Mathematical Similarity Summary
Figures are mathematically similar if they share a scale factor/ratio, and also they have to have congruent corresponding angles. This is true because if there is a triangle, and both have side lengths that are related by a scale factor but don’t have angles that are congruent, the figure is not similar. In order to acheive similarity, both of these reasons have to be true.
True or False…
Any two rectangles are similar.
This is false because both of these things aren’t true in this case. For example, if you had 2 rectangles, one with the dimensions 4x4x4x4 with 90° angles since it is a rectangle, and the second rectangle was 4x18293x4x18293, with 90° angles would not be related by a scale factor to the first rectangle.
Any two equilateral triangles are similar
This is true because all sides would be the same, as would the angles. If you had 10 equilateral triangles with different measurements, they would all be similar. 1x1x1, 1.5×1.5×1.5, 2x2x2, 2.5×2.5×2.5, 3x3x3, 3.5×3.5×3.5, 4x4x4, 4.5×4.5×4.5, 5x5x5, 5.5×5.5×5.5 are all related to each other. The ratios from the first one to the rest of them are 1:1.5, 1:2, 1:2.5, 1:3, 1:3.5, 1:4, 1:4.5, 1:5, 1:5.5, and they are therefore similar because all equilateral triangles have the same angles.
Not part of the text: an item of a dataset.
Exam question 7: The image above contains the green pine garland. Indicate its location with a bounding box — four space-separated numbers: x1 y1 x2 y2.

My Good (and Bad) Math Notes
In order for us to learn from our mistakes, we have to know the differences that show a mistake versus something that was done correctly. Above, you can see an example of bad notes. And below, there is a picture of my good note taking. The notes above are bad because my writing is too big, as it takes up more than one letter per space. It is also not very neat. The notes below are good notes because it is very neat, and it also each box has one letter in it.